↑の文章を読み終えて

前半は見事としか言いようのない切れ味とスピード感だったけど、後半はずいぶんと乱暴すぎやしないかと思った。これも雑誌の中身を読めば変わるのだろうか。

私たちが自らの生成変化の歴史を捉えるための歌。それは現在、人間を生き延びる感情を生み出し、維持し、共有するための情報技術として志向されうる。この歌はソフトウェアであり、プラットフォームであり、メディアである。これは観念と覚念の狭間で探し出されるものではなく、作り出されるものだ。

私たちが上意下達の管理や資本市場の慣性といったマクロな人為に抗いながらいきるための歌は、アルゴリズムによって奏でられる。それは諸個人が自らの構成素のミクロな遷移に気づき、行動にフィードバックを起こし、身体と思考と感覚とがデータと乖離することなくひとつの作動システムを構成することを助ける譜面や楽器としてのアルゴリズムである。この情報系としての感念なくして、諸個人の政治は開始しないことも想起しよう。

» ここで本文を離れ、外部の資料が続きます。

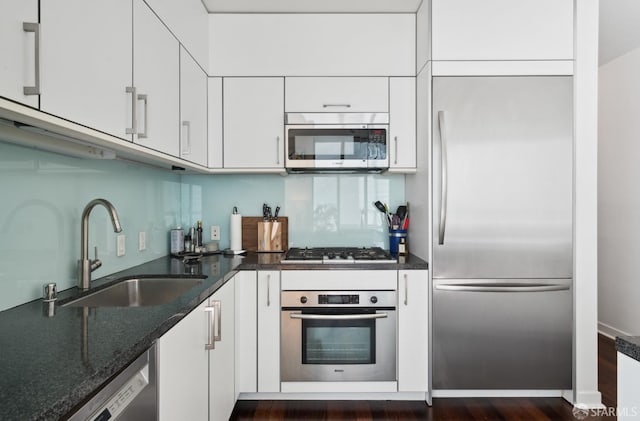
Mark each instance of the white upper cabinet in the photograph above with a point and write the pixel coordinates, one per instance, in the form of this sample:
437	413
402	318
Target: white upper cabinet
86	63
193	110
189	22
502	30
402	122
156	79
215	122
336	94
18	41
312	44
253	122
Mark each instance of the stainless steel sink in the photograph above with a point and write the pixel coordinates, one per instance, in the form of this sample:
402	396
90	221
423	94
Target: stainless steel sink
137	292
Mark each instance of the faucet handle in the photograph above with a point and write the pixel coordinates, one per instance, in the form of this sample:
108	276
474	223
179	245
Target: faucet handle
96	263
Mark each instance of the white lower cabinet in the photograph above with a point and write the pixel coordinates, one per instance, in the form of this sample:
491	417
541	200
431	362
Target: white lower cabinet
183	369
246	332
413	338
196	362
628	388
268	331
222	396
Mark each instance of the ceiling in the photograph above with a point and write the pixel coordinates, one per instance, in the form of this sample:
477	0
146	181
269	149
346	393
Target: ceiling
312	6
619	19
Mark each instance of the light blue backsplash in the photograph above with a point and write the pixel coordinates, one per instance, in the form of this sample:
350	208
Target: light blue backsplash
43	195
323	210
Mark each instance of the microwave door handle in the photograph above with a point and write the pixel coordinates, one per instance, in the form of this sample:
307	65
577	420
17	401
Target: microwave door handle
338	316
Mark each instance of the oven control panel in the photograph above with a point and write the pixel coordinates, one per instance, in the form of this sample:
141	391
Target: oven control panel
305	299
338	299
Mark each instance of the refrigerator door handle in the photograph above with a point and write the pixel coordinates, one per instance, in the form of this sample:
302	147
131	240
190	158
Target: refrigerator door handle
502	288
443	177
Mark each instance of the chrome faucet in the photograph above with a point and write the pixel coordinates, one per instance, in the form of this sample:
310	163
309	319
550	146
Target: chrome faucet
86	265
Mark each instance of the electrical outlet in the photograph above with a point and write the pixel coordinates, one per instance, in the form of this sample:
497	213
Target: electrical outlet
142	241
120	249
215	233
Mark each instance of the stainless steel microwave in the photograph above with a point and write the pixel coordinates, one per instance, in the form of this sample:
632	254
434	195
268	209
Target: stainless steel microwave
337	142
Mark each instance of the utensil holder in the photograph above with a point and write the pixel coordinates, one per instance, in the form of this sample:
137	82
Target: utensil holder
394	239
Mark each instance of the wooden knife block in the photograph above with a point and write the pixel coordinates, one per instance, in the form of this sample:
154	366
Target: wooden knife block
269	236
253	234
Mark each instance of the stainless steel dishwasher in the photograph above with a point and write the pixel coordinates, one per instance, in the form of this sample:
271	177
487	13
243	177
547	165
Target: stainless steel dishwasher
502	334
131	395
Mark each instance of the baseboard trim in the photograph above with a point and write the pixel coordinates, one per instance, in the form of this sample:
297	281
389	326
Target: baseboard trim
610	331
495	393
589	400
397	396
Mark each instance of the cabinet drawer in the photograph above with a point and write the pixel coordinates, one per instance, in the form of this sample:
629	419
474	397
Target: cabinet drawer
337	94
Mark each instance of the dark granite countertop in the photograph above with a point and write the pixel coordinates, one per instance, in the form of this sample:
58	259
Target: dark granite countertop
629	346
51	365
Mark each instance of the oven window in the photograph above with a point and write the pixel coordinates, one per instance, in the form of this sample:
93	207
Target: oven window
339	341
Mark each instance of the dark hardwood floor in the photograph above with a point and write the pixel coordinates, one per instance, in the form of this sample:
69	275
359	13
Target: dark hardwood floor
454	409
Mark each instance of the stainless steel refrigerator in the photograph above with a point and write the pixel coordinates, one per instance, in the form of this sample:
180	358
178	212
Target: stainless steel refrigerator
502	232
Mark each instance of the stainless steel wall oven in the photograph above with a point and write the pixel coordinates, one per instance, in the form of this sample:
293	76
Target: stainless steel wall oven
338	336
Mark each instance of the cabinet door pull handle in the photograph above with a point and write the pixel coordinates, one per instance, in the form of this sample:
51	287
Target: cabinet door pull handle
444	185
395	159
268	290
144	99
217	304
134	123
336	105
212	327
406	290
186	149
35	28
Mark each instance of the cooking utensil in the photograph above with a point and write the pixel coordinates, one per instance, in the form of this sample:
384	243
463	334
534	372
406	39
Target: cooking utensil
276	224
401	212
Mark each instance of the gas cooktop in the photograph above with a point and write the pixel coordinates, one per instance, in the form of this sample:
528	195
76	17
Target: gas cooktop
337	255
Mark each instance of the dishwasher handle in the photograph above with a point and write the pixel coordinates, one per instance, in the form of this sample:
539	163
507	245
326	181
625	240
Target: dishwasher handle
503	287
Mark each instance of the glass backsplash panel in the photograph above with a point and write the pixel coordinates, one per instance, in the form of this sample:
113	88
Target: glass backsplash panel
43	196
323	209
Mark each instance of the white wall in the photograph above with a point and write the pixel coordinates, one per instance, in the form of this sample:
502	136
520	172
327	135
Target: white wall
619	195
423	35
585	199
313	44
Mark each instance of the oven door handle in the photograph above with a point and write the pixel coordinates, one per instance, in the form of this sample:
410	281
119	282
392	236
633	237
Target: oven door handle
338	316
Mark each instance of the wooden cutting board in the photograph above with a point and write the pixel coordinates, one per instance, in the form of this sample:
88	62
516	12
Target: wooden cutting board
250	232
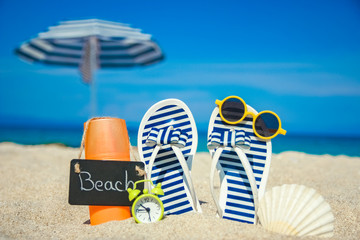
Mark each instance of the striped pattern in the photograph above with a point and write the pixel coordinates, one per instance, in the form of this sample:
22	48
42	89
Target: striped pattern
166	168
119	45
166	136
229	138
237	196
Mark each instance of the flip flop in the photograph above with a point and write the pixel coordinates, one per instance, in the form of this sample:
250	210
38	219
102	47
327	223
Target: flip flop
167	142
242	161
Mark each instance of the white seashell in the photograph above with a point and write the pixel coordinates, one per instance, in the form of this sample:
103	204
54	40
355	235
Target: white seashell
296	210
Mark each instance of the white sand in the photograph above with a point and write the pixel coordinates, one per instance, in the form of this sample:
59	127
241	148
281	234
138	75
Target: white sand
34	190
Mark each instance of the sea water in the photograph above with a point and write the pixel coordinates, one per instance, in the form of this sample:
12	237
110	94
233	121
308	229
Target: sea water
72	137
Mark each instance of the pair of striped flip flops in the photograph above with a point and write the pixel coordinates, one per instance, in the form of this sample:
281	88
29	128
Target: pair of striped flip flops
167	142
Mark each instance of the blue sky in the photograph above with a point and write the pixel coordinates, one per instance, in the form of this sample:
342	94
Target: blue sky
300	59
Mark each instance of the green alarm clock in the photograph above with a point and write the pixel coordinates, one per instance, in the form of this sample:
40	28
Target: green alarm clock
147	208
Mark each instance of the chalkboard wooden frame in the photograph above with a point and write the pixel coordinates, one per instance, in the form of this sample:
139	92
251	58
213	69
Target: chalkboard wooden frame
103	182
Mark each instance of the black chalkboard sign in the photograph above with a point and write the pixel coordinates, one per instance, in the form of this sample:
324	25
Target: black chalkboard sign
103	182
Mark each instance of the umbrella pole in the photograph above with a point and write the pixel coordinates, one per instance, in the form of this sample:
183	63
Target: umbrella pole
93	96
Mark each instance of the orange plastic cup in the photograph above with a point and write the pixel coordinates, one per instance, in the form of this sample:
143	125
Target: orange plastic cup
107	139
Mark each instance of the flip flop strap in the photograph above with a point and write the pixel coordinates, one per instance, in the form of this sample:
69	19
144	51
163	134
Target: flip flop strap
212	172
230	138
184	166
248	170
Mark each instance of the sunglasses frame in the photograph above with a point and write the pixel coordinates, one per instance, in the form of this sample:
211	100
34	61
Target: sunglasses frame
246	113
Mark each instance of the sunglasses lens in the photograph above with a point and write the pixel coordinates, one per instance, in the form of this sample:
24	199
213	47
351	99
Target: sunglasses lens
233	109
267	124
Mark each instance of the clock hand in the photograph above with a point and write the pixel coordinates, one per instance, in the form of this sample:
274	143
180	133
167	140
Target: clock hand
147	209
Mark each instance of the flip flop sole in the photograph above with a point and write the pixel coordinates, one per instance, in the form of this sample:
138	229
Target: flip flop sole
166	168
236	197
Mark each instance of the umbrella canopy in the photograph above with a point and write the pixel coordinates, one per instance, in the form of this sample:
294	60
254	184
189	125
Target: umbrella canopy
92	44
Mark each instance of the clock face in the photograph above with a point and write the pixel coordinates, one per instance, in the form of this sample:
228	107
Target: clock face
147	209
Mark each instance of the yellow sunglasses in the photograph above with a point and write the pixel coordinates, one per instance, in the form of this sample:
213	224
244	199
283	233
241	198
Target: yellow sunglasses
266	124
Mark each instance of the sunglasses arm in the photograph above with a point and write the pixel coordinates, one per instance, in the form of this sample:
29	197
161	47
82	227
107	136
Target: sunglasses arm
282	131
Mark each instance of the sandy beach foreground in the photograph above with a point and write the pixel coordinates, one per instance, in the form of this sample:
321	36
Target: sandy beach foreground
34	190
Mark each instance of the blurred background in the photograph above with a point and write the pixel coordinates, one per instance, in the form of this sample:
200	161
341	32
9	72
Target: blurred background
299	59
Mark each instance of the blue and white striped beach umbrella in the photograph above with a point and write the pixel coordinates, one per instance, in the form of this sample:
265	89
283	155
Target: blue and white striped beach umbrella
90	45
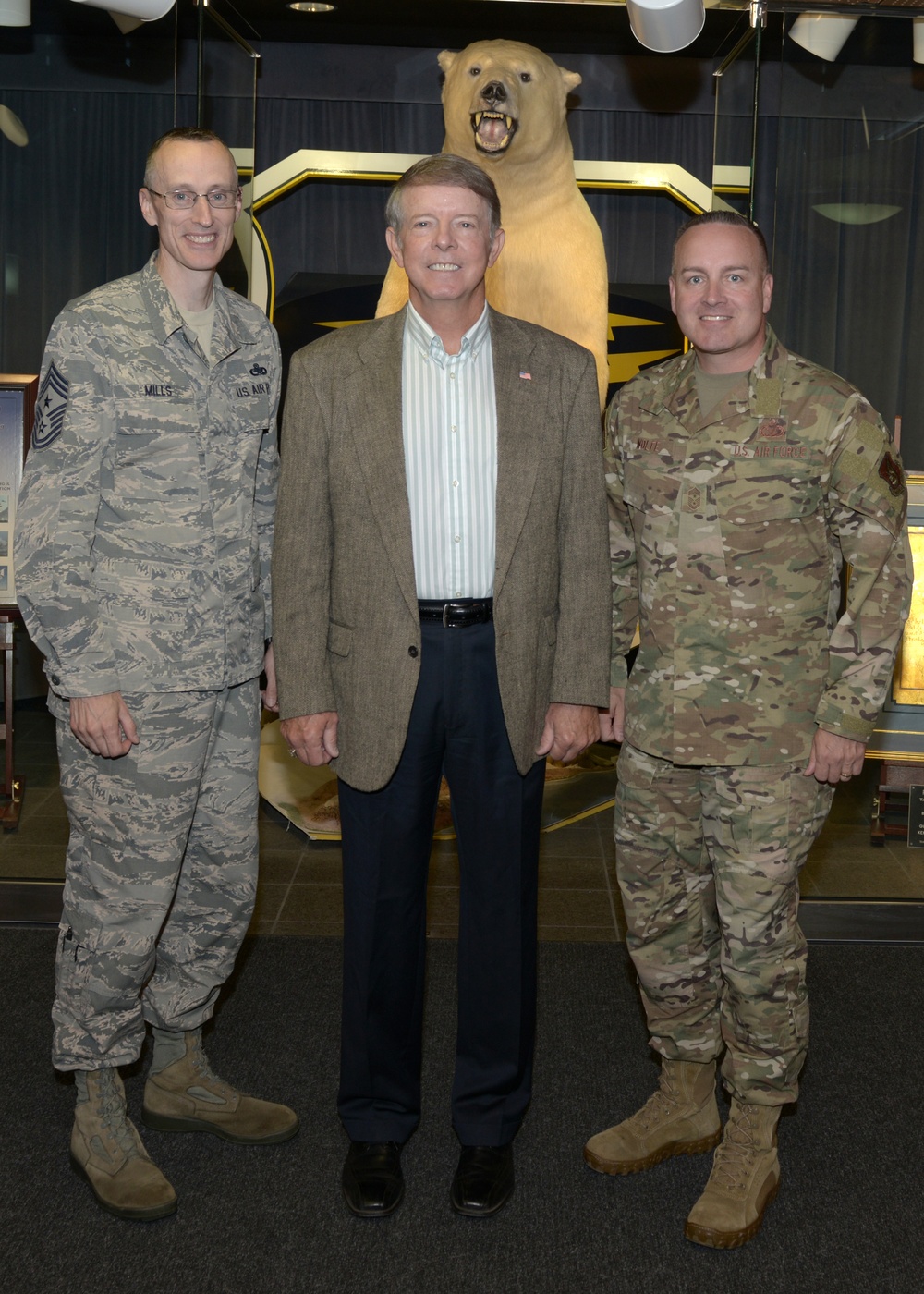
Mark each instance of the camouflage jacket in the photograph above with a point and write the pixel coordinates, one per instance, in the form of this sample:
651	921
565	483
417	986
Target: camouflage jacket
727	540
144	523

「譜面や楽器としてのアルゴリズム」というのがいまいちよくわからない。これがわからないので、「マクロな人為に抗いながらいきるための歌」というものについてチェン氏がどう考えているのかが急にわからなくなってしまう。
私の場合、「身体と思考と感覚とがデータと乖離することなくひとつの作動システムを構成する」ことがずっとどうしても難しく思ってきた。そして「上意下達の管理や資本市場の慣性といったマクロな人為」というのは、私に及ぼしたように、(おそらくチェン氏のいう)アルゴリズムを生成しづらく、そして生成するはしから破壊しようとするものではないのだろうか。それに抗ってひとはいかにしてその「アルゴリズム」を形成しうるのだろうか。